As for UK Sales except for the following:

Clause 2:  Price and Delivery Delete and substitute:

  • Delivery and carriage terms are as stated in the quotation or as subsequently amended by Seller’s acceptance of the Purchaser’s order.
  • Unless otherwise stated, all goods will be packed to the Seller’s normal specification in non-returnable packing.
  • This contract shall be subject to the procurement by the Purchaser at his own expense of any import licence required for the import of the goods into the country to which the goods are to be despatched from the UK, and to the procurement by the Seller at the Seller’s expense of any Export licence required for the export of the goods from the UK provided that where the order is placed from an address in the UK the Purchaser shall be responsible for the procurement at his expense of the aforesaid Export licence.

Clause 3:  Delete (b) and substitute:

(b) Risk in the goods shall be in accordance with the delivery and carriage terms.

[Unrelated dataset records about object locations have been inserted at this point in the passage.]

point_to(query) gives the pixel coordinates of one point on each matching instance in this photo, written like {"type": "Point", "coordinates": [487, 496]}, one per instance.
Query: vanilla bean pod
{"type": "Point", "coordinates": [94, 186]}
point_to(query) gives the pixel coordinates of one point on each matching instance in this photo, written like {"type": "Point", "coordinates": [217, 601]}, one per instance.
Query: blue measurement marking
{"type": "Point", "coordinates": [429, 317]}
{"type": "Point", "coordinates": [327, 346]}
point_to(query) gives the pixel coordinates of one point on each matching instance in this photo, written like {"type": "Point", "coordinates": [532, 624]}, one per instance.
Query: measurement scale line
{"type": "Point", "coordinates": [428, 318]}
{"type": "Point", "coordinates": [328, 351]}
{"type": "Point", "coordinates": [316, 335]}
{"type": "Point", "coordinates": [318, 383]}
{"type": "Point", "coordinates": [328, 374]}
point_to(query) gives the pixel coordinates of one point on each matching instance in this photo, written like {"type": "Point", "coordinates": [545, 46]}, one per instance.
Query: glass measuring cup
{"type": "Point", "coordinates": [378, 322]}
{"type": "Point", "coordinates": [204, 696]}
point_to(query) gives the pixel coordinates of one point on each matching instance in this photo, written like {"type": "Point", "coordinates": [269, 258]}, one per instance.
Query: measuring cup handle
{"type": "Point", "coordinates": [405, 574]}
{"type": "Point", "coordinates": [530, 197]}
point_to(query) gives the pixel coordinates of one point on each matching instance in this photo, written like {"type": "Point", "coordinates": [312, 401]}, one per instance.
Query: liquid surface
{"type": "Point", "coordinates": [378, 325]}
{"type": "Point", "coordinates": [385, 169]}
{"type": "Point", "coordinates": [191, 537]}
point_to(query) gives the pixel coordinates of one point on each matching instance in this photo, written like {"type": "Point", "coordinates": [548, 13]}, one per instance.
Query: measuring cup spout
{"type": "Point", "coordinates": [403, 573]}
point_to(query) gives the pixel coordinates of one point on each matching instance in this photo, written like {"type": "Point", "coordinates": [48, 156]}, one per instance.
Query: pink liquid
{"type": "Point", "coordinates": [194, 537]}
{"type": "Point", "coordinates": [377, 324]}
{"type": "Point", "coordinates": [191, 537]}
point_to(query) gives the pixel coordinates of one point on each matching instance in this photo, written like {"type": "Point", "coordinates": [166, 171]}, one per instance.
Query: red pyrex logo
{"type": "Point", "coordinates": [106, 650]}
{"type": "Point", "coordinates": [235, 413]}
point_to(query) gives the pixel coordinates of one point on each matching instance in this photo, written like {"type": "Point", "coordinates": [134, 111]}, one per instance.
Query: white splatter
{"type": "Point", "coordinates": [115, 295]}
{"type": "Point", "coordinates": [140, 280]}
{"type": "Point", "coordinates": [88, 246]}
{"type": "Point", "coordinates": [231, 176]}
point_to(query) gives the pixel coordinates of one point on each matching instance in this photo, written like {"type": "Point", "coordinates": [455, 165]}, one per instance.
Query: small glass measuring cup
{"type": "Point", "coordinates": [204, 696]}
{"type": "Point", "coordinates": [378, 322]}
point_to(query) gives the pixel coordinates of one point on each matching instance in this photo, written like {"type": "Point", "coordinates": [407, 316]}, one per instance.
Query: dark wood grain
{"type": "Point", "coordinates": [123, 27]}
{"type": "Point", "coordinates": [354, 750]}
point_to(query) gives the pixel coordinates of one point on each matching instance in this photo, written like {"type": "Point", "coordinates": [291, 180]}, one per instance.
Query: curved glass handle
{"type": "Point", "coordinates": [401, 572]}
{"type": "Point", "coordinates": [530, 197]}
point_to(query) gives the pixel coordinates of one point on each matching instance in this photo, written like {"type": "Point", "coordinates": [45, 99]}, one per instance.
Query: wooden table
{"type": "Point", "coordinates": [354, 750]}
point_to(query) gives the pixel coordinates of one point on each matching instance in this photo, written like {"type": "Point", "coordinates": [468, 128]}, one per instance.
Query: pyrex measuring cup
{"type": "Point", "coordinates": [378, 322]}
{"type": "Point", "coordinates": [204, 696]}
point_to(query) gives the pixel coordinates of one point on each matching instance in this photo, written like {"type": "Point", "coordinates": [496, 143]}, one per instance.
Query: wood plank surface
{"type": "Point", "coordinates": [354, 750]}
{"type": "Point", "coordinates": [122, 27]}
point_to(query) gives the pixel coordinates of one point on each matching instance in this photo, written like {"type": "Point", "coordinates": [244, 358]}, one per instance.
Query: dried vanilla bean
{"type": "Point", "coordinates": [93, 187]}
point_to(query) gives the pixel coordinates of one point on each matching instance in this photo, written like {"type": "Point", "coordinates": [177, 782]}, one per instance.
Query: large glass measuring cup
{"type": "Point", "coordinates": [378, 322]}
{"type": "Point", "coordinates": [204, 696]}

  • The Purchaser shall immediately notify the Seller and the Carrier of any loss or damage in transit.

Clause 4:  Payment Delete and substitute:

  • Unless otherwise agreed, all payments shall be made through an irrevocable Letter of Credit confirmed by a London Clearing Bank to be established in favour of the Seller and having an initial validity equal to full delivery period plus one month.  This Letter of Credit shall permit part shipment and provide for the release of 100% of the value of each shipment.
  • Unless otherwise stated, no cash or other discount will be allowed.

Clause 15:  Documents Delete and substitute:

  • The Seller will supply one invoice with copies as required for each consignment of goods notwithstanding that the consignment may comprise more than one package.